Colonna sonora. L’inno ufficiale della Convention è stato “Freedom” di Beyoncé. Che però non si è presentata. Dal vivo hanno cantato John Legend, Stevie Wonder, Sheila E, Pink. E’ stato tagliato James Taylor. Taylor Swift invece è rimasta un sogno impossibile ma in cui qualcuno si ostinava a credere, come la candidatura di Michelle Obama. I più anziani ricordano però con nostalgia la macarena che andava di moda nel 1996, infatti c’è un famoso video di Hillary Clinton che la balla, sempre a Chicago, nella convention che lanciò il secondo mandato di Bill. C’era anche Al Gore, che immobile faceva finta di cantare.

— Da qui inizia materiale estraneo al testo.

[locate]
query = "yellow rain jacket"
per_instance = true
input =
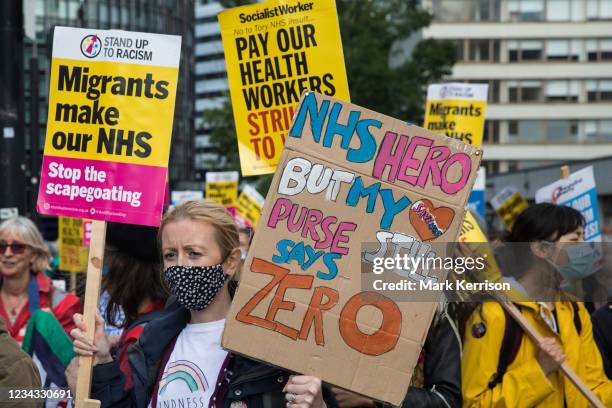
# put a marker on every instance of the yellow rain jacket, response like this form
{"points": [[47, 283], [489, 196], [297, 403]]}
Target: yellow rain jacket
{"points": [[524, 384]]}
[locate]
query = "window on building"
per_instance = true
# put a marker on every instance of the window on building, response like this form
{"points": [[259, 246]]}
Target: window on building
{"points": [[597, 131], [562, 91], [479, 50], [525, 50], [448, 11], [558, 10], [526, 131], [531, 91], [599, 90], [599, 50], [485, 10], [531, 50], [459, 54], [557, 50], [491, 131], [513, 91], [599, 9], [513, 51], [103, 14], [125, 16], [524, 91], [605, 48], [494, 91], [559, 131], [577, 10], [605, 129], [526, 10]]}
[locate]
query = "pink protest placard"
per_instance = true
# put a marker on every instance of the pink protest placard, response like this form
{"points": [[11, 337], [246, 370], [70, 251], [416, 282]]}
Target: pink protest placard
{"points": [[111, 107]]}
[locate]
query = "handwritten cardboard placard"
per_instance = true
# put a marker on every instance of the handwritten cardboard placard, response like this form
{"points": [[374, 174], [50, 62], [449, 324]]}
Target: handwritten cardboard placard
{"points": [[457, 110], [347, 176], [274, 50], [111, 106], [222, 187]]}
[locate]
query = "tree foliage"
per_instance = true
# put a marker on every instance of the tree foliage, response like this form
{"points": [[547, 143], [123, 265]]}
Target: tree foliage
{"points": [[369, 31]]}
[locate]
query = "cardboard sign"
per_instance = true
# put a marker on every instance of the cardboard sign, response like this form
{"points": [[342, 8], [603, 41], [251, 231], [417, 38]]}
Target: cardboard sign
{"points": [[274, 50], [476, 200], [222, 187], [111, 105], [73, 243], [180, 196], [457, 110], [508, 204], [249, 206], [579, 192], [347, 176]]}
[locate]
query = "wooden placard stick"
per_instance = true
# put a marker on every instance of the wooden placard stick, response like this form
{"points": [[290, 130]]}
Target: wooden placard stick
{"points": [[92, 295], [537, 338]]}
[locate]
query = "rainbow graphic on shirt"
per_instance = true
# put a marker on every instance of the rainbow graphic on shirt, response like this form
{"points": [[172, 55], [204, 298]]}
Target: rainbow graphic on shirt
{"points": [[185, 371]]}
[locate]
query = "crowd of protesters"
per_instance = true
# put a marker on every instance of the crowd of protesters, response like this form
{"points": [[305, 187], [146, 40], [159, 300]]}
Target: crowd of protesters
{"points": [[167, 292]]}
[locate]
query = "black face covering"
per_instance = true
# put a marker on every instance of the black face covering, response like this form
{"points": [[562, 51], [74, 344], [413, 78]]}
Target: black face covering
{"points": [[195, 287]]}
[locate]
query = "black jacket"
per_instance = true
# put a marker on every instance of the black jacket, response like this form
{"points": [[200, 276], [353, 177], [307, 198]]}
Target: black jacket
{"points": [[258, 385], [442, 370], [602, 332]]}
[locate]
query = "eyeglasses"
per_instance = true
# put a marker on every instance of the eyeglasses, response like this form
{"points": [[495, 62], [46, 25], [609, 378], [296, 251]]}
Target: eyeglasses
{"points": [[16, 247]]}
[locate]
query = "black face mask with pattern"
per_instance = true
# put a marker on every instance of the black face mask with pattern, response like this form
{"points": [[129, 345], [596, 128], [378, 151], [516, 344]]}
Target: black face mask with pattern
{"points": [[195, 287]]}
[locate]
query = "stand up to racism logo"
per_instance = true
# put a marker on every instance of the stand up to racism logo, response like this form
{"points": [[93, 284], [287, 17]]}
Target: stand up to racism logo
{"points": [[91, 46]]}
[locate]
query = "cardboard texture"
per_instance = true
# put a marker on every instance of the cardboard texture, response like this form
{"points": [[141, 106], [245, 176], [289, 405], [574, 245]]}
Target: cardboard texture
{"points": [[301, 304]]}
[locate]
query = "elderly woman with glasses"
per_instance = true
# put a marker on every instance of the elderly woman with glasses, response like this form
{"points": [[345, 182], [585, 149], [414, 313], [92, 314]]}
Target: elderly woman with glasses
{"points": [[24, 287]]}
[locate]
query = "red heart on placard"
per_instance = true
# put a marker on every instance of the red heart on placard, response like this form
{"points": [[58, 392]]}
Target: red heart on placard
{"points": [[429, 222]]}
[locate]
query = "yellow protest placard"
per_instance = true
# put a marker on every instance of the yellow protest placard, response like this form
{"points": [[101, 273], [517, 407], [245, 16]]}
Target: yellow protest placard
{"points": [[508, 204], [111, 107], [73, 237], [273, 51], [249, 205], [457, 110], [222, 187]]}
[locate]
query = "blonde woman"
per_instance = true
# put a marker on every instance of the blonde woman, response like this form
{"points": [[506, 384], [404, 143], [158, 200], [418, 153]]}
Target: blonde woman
{"points": [[24, 287], [178, 360]]}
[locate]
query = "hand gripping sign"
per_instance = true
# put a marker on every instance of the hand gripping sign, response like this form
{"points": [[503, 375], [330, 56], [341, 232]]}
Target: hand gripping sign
{"points": [[347, 174], [111, 104]]}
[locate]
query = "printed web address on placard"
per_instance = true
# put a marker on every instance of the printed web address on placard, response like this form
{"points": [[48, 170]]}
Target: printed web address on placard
{"points": [[85, 210]]}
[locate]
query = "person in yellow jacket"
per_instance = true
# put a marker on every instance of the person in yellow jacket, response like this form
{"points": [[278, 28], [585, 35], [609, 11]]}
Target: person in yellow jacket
{"points": [[501, 368]]}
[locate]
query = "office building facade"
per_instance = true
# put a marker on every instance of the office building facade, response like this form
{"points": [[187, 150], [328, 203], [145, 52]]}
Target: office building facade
{"points": [[548, 64]]}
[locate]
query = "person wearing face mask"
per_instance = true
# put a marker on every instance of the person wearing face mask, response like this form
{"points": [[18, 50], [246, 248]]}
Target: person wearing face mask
{"points": [[178, 360], [501, 366], [135, 288]]}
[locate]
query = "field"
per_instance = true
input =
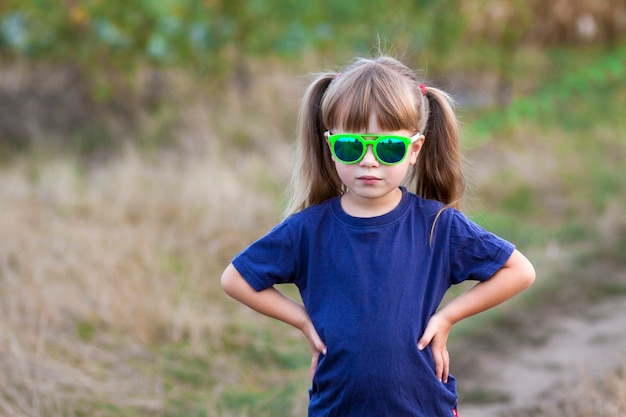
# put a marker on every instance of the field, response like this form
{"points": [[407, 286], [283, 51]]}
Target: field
{"points": [[109, 268]]}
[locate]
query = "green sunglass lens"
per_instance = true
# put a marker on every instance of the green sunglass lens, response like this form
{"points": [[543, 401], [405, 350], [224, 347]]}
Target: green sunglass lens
{"points": [[391, 151], [348, 149]]}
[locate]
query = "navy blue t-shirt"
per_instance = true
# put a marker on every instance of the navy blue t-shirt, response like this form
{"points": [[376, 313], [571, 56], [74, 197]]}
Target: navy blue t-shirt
{"points": [[370, 286]]}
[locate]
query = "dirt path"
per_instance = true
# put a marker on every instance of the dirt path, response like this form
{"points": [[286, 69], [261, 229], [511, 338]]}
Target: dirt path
{"points": [[580, 348]]}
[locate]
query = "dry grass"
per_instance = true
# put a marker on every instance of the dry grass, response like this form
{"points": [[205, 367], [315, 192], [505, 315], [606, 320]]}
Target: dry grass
{"points": [[102, 266], [99, 265]]}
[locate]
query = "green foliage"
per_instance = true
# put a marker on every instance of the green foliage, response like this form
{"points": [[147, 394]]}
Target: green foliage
{"points": [[209, 37], [577, 100]]}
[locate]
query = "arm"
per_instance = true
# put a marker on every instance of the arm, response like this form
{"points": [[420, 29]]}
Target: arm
{"points": [[273, 303], [516, 275]]}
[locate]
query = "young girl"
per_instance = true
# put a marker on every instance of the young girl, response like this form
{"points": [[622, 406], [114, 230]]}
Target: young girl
{"points": [[371, 259]]}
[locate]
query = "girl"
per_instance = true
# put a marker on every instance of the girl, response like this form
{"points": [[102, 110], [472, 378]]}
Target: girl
{"points": [[372, 260]]}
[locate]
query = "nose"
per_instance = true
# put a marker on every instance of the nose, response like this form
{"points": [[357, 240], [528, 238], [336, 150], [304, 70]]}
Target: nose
{"points": [[369, 159]]}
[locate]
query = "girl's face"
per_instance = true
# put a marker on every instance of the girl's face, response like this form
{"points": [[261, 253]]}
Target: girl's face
{"points": [[373, 186]]}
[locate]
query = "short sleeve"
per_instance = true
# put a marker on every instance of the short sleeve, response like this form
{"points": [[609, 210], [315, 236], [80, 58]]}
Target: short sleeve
{"points": [[475, 253], [268, 261]]}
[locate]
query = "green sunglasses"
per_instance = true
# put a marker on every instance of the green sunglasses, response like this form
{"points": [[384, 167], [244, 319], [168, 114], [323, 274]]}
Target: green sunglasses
{"points": [[350, 148]]}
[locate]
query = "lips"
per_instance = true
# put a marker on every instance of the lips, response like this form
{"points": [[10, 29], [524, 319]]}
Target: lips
{"points": [[369, 179]]}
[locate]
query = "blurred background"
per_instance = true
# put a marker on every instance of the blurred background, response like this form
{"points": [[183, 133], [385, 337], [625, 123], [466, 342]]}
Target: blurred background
{"points": [[143, 144]]}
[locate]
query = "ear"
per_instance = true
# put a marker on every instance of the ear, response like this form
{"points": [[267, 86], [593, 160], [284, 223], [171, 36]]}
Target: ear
{"points": [[415, 149], [326, 134]]}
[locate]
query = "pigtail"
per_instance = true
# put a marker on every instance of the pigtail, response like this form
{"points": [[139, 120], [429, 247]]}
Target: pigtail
{"points": [[438, 174], [314, 177]]}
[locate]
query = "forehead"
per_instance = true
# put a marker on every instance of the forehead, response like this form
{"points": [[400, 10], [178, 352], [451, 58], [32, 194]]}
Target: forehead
{"points": [[369, 104]]}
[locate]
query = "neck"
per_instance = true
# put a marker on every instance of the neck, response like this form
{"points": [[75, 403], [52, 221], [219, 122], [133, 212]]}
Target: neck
{"points": [[358, 206]]}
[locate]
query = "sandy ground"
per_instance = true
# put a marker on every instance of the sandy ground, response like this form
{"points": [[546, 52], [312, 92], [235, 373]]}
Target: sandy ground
{"points": [[580, 348]]}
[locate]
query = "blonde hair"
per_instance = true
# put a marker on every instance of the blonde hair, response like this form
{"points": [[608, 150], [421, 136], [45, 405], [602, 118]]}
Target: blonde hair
{"points": [[391, 91]]}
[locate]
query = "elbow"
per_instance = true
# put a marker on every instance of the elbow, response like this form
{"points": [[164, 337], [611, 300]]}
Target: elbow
{"points": [[528, 275], [228, 281]]}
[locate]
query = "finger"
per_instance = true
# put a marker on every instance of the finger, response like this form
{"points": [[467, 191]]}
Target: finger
{"points": [[425, 340], [439, 365], [314, 361]]}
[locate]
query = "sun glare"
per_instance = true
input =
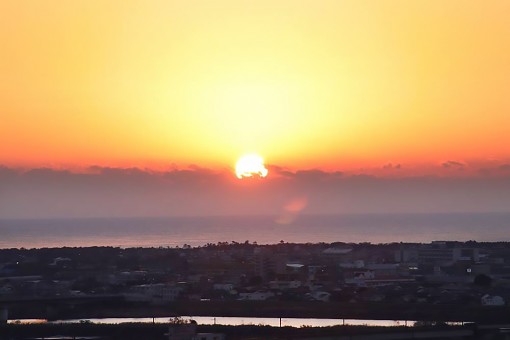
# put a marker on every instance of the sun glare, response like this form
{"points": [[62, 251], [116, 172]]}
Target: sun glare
{"points": [[251, 166]]}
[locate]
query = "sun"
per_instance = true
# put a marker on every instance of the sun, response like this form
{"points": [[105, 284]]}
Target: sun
{"points": [[251, 165]]}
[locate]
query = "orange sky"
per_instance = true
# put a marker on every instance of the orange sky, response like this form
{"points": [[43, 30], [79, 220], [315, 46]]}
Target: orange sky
{"points": [[307, 84]]}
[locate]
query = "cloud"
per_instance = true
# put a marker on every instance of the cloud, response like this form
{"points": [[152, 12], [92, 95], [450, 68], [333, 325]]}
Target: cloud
{"points": [[390, 166], [453, 164], [126, 192]]}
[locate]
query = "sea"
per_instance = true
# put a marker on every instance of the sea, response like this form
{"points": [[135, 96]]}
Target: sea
{"points": [[199, 231]]}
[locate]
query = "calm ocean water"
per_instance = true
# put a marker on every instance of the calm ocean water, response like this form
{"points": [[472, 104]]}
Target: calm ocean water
{"points": [[195, 231]]}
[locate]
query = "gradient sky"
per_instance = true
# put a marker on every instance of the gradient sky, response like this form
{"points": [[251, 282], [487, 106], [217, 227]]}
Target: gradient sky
{"points": [[332, 85], [141, 108]]}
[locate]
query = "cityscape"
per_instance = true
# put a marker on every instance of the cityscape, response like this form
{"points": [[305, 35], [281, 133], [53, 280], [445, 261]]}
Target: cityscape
{"points": [[254, 170]]}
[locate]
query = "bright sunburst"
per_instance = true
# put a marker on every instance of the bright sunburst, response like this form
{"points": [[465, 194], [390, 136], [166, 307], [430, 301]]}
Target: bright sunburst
{"points": [[250, 166]]}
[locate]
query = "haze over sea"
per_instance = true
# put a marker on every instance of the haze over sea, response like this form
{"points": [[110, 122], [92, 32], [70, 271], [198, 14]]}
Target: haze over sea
{"points": [[197, 231]]}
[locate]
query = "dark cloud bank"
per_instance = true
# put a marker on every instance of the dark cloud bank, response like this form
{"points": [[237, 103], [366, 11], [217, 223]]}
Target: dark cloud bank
{"points": [[114, 192]]}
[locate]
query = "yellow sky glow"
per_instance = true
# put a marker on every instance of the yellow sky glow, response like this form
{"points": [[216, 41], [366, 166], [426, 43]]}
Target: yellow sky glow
{"points": [[310, 84]]}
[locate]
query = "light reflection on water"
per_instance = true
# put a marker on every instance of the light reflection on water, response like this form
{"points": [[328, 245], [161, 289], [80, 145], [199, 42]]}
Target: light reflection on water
{"points": [[237, 321]]}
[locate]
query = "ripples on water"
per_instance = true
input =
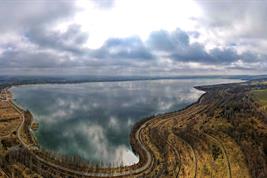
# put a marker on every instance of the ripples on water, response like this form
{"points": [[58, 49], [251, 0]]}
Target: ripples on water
{"points": [[94, 120]]}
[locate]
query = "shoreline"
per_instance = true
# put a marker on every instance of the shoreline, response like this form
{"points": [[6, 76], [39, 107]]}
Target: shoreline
{"points": [[174, 131]]}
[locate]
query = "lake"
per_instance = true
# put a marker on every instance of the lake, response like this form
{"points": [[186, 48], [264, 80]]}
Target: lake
{"points": [[94, 120]]}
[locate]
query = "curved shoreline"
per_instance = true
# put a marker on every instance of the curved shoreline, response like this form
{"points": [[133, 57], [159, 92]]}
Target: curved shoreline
{"points": [[172, 143]]}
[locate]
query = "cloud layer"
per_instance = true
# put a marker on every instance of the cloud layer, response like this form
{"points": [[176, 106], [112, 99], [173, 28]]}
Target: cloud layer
{"points": [[232, 41]]}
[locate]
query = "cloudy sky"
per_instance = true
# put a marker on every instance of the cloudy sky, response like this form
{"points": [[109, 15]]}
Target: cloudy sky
{"points": [[133, 37]]}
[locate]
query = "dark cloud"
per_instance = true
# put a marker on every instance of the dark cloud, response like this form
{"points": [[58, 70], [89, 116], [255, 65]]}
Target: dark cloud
{"points": [[69, 41], [165, 41], [31, 59], [123, 48], [17, 15]]}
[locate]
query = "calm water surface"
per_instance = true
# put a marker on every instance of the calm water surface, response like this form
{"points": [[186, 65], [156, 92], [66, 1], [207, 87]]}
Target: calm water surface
{"points": [[94, 120]]}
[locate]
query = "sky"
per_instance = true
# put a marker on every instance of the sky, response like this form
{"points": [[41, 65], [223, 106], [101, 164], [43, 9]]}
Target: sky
{"points": [[133, 37]]}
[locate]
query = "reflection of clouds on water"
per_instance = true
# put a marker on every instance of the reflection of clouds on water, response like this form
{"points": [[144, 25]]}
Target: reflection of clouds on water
{"points": [[94, 120]]}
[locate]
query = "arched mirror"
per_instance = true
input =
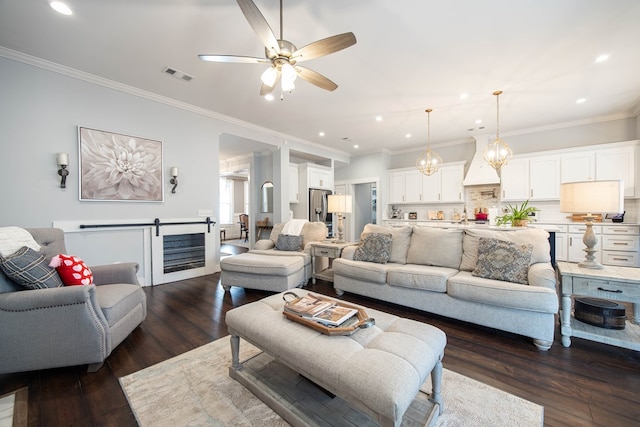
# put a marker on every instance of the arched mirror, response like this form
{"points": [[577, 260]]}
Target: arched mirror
{"points": [[266, 197]]}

Mamme. Molto evocate. La mamma di Michelle Obama, mancata pochi mesi fa proprio a Chicago; la mamma scienziata di Kamala Harris; la mamma e il papà di Doug Emhoff, presenti e inquadrati. Ovviamente, anche Kamala come mamma, anzi “mamala” come la chiamano i figli acquisiti, almeno loro giustamente un po’ impacciati, o forse è una finta per rendere tutto più realistico, vabbè.

  • Michele Masneri
  • Michele Masneri (1974) è nato a Brescia e vive prevalentemente a Roma. Scrive di cultura, design e altro sul Foglio. I suoi ultimi libri sono “Steve Jobs non abita più qui”, una raccolta di reportage dalla Silicon Valley e dalla California nell’èra Trump (Adelphi, 2020) e il saggio-biografia “Stile Alberto”, attorno alla figura di Alberto Arbasino, per Quodlibet (2021).